This study showed that PPH occurred in 26% of patients with endoscopic APE for rectal cancer within 13 months after surgery and that PPC was available for prevention of PPH. The importance of PPC for preventing perineal complications was advocated by McMullin  and Goliger  in 1985. In conventional open APE, PPC is a standard procedure when sufficient peritoneal tissue is preserved . Similarly, Yan et al.  reported that no PPH was found in 86 cases that underwent endoscopic APE with additional PPC, and that the incidence of PPH was significantly lower in endoscopic APE with than without PPC (0% vs 5.21%, p = 0.032). Nevertheless, the pelvic peritoneum is often not closed during endoscopic APE because laparoscopy is necessary for proficient suturing [22, 23]. In contrast to the previous reports about the risk factors for PPH [1, 15–18], this study did not show that PPH had any correlation with female sex, preoperative radiotherapy, or multiple organ resection including coccygectomy. Measurement of the mesenteric length was not accessible under the laparoscopic approach.
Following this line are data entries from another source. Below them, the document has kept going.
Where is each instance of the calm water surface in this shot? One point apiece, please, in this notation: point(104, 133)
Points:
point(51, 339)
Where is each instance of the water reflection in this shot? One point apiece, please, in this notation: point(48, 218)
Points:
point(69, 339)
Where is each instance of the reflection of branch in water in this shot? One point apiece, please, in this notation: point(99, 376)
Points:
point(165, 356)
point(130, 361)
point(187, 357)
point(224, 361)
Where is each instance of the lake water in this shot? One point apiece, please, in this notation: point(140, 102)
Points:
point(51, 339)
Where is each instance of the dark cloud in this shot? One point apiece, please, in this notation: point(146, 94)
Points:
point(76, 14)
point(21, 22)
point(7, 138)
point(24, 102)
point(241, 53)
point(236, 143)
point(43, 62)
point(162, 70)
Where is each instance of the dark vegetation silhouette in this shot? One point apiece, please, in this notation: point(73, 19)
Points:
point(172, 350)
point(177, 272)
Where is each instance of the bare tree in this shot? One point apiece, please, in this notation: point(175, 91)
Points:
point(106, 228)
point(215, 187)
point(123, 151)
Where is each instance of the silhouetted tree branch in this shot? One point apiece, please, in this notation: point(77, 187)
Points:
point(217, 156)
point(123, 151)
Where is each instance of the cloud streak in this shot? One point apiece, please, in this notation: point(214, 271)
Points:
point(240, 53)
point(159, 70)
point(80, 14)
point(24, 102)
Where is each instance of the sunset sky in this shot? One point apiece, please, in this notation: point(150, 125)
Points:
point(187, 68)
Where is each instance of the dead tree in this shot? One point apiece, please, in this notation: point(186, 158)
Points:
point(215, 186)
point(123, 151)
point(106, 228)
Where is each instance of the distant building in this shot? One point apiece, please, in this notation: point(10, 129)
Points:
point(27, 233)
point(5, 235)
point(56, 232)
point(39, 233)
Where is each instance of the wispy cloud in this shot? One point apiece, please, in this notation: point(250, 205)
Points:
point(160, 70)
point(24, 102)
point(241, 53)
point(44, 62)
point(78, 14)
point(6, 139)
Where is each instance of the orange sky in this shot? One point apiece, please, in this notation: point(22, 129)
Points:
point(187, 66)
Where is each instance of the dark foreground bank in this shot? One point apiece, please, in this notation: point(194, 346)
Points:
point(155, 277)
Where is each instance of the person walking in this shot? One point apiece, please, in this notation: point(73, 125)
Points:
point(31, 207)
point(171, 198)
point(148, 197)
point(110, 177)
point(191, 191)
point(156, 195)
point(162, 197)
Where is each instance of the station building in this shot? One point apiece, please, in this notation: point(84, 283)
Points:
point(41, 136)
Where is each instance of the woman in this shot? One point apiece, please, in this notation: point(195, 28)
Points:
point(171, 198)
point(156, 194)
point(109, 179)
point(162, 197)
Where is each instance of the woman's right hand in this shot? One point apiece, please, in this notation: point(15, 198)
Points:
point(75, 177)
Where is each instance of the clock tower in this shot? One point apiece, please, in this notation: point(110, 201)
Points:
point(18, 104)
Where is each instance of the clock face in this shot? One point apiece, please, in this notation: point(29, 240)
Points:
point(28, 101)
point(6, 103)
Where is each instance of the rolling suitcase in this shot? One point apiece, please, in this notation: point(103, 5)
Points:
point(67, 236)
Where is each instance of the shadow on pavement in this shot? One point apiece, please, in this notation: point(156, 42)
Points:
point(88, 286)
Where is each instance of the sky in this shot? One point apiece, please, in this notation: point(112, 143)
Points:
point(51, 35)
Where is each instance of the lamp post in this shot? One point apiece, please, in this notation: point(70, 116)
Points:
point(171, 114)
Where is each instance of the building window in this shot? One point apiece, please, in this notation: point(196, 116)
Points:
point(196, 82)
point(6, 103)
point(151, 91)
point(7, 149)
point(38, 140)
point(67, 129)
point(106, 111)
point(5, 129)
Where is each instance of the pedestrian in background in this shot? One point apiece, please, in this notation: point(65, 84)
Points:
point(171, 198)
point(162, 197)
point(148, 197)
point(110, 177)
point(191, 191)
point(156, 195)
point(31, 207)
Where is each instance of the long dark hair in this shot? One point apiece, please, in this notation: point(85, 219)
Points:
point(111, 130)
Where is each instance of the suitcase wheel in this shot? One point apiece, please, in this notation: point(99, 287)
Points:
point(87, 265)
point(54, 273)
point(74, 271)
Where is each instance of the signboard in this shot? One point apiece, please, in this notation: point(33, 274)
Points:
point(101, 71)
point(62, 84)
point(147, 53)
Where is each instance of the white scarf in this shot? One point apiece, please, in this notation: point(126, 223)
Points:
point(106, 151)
Although PPC is a useful technique to prevent PPH, some discussion remains before performing PPC. First, the peritoneum must be removed widely to avoid division of the mesorectum during medial and lateral dissection of the upper rectum from the pelvis under laparoscopy. When it is hard to perform peritoneal closure because of severe tension, addition of a shallow incision on the tense portion of the peritoneum could be helpful to relax it . During suturing of the peritoneum, the stitching intervals should be shortened, because herniation of the intestine through the unexpected defect of the closed peritoneum could occur. Indeed, we did not observe herniation because interrupted stitches were placed at short intervals during peritoneal closure. Next, high proficiency is mandatory in suturing procedures by conventional laparoscopic surgery. Robotic surgery might facilitate such procedures. Finally, PPC could not be performed in some patients with endoscopic APE because of tumor invasion to the pelvic peritoneum, bulky tumor, addition of lateral pelvic lymph-node dissection, and preoperative chemoradiotherapy.
Various pelvic reinforcements as alternatives to PPC have been performed after APE: suture of levator ani muscle, bladder peritoneal flaps, hysteropexy, omentoplasty and synthetic mesh. Levator ani muscle suturing  can be applied to rectal cancer surgery because of wide excision of the muscle. A randomized trial revealed that omentoplasty did not reduce the incidence of PPH . Several studies have revealed that Bio-mesh can be effective for reducing PPH [28–30]. Unfortunately, the use of Bio-mesh is limited to western countries. Immobilization of bladder peritoneal flaps in men and the uterus in women might be helpful for preventing PPH, when PPC is impossible [31, 32].
The present study had some limitations: the retrospective design, small study population, and application of the approach for lateral pelvic lymph-node dissection and PPC was decided by surgeons.